Curtis (to Felicity, after finding out about her parentage): “You make so much more sense now!”
Quentin Lance is pretty much the only person reacting appropriately to a nuke wiping out an American city…
Malcolm Merlyn’s fancy hand is killing me!
That Kovar name drop means we might be seeing Red Star next season, though how the character will be handled remains to be seen.
My favorite moment of this episode was the dog running free in Tevat Noah. Five stars.
Decent little stunt sequence with Green Arrow and Spartan running through the suburbs, just too little, too late.
Thea: “Drug me again and I will kill you, you son of a bitch.” Please just kill Merlyn already, he’s had so many chances.

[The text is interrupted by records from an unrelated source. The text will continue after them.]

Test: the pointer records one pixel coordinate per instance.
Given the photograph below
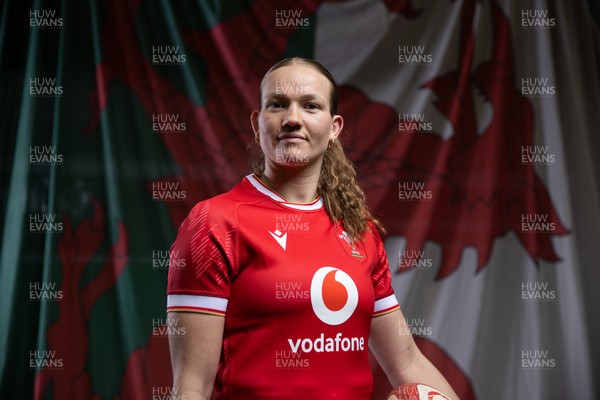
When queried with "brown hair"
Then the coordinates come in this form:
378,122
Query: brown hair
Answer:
344,200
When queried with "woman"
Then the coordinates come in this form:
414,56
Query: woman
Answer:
286,283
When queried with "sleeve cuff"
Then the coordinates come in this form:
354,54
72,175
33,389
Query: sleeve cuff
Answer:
194,303
386,305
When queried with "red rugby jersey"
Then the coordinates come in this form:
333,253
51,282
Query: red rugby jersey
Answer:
296,295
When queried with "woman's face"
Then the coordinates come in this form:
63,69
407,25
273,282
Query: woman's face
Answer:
295,124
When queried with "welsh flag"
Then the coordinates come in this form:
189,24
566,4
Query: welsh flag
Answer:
471,123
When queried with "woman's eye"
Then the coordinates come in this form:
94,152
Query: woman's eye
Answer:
274,104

Malcolm: “We can discuss my parenting philosophy later.”
Anarky: “That’s my mommy! Isn’t she pretty?”
Spartan, please put the child down. She. Looks. Terrified.
What kind of shitty doomsday sanctuary is made out of a material so explosive that one blown-up gas tank can bring the entire thing down and presumably kill everyone inside it?
Darhk: “There’s no place left on Earth that’s safe. Let it all burn.”
Felicity: “Go to Hell.” Darhk: “Why bother? I’m bringing it to us.”